Background: Previous studies have reported that quantum noise inherently present in CT images hinders the generation of CT-based ventilation image (CTVI), while quantum noise reduction approaches that do not affect CTVI have not yet been reported.
Aims: The purpose of this study was to evaluate the impact of noise reduction preprocessing on the accuracy and robustness of CTVI in relation to quantum noise present in CT images.
Methods and material: To reproduce the quantum noise, Gaussian noise (SD: 30, 80, 150 HU) was added to each inhalation and exhalation CT image. CTVIref and CTVInoise was generated from CTref and CTnoise. A median filter and the noise reduction by the CNN were also applied to the CT image, which contained the quantum noise, and CTVImed and CTVIcnn was created in the same manner as CTVIref. We evaluated whether the regions classified as high, middle, or low in CTVIref were accurately represented as high, middle, or low in CTVInoise, CTVImed and CTVIcnn. Additionally, to evaluate the ventilation function of each voxel, we compared two-dimensional histograms of CTVIref, CTVInoise, CTVImed and CTVIcnn.

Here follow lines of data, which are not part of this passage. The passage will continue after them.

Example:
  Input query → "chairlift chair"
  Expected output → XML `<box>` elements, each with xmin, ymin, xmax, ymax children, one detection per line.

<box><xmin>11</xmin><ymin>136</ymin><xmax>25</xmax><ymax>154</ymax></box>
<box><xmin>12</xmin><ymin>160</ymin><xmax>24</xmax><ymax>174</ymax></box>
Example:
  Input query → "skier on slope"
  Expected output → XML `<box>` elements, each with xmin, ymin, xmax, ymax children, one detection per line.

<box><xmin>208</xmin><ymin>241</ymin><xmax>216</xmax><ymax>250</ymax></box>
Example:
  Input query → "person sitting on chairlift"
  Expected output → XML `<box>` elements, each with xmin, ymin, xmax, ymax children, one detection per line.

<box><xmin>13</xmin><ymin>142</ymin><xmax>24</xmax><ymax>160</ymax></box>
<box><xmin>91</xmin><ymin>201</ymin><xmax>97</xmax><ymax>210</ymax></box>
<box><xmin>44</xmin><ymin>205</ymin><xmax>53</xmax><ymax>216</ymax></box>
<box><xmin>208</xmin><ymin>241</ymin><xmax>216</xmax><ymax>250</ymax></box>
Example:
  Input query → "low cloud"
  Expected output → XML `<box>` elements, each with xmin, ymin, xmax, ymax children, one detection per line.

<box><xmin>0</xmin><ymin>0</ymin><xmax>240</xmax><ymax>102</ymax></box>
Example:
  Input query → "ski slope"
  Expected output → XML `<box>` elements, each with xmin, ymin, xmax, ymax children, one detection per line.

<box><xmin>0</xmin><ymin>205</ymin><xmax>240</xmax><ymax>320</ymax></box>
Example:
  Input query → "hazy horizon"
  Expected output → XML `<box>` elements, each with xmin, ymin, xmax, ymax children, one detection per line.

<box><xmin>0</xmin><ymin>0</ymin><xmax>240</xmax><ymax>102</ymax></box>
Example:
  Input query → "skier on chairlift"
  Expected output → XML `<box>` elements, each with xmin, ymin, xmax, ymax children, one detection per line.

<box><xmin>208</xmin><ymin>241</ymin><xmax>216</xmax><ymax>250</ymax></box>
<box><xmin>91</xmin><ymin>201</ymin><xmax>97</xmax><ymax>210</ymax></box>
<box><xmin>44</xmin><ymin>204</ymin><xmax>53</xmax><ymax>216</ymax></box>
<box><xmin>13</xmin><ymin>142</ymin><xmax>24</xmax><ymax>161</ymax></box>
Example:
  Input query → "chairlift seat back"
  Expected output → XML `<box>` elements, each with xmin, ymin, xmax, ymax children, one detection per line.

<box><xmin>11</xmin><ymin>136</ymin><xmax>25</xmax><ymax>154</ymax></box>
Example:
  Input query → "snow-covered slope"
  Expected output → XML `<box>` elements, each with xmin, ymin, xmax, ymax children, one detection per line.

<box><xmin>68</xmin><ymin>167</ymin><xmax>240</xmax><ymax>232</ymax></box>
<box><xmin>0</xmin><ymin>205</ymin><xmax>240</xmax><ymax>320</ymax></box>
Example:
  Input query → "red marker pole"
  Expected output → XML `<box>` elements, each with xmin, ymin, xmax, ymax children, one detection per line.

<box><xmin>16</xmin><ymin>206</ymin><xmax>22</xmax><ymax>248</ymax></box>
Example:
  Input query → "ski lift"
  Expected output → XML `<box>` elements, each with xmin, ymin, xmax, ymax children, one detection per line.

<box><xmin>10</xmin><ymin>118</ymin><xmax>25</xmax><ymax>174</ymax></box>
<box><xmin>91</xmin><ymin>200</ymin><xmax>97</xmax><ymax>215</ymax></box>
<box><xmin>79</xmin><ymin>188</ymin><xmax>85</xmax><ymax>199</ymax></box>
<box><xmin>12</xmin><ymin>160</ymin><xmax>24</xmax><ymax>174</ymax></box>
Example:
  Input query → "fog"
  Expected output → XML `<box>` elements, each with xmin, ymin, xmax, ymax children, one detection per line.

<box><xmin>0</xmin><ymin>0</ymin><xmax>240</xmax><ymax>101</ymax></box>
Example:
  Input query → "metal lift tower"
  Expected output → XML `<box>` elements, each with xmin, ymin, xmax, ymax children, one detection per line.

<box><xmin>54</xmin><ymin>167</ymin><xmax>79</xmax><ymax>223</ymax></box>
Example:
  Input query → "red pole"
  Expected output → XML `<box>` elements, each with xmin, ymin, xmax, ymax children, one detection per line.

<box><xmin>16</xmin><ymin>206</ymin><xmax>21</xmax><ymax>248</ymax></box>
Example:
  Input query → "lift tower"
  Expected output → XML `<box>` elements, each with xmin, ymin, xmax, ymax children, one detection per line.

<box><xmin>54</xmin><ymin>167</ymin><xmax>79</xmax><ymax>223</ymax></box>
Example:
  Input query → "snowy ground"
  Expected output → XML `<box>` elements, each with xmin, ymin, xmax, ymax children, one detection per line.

Statistical analysis used: Cohen's kappa coefficient and Spearman's correlation were used to assess the agreement between CTVIref and each of the following: CTVInoise, CTVImed, and CTVIcnn.
Results: CTVIcnn significantly improved categorical consistency and voxel-level correlation of CTVI, particularly under high-noise conditions (150 HU), outperforming both CTVInoise and CTVImed.
Conclusions: CNN-based denoising effectively improved the accuracy and robustness of CTVI under quantum noise.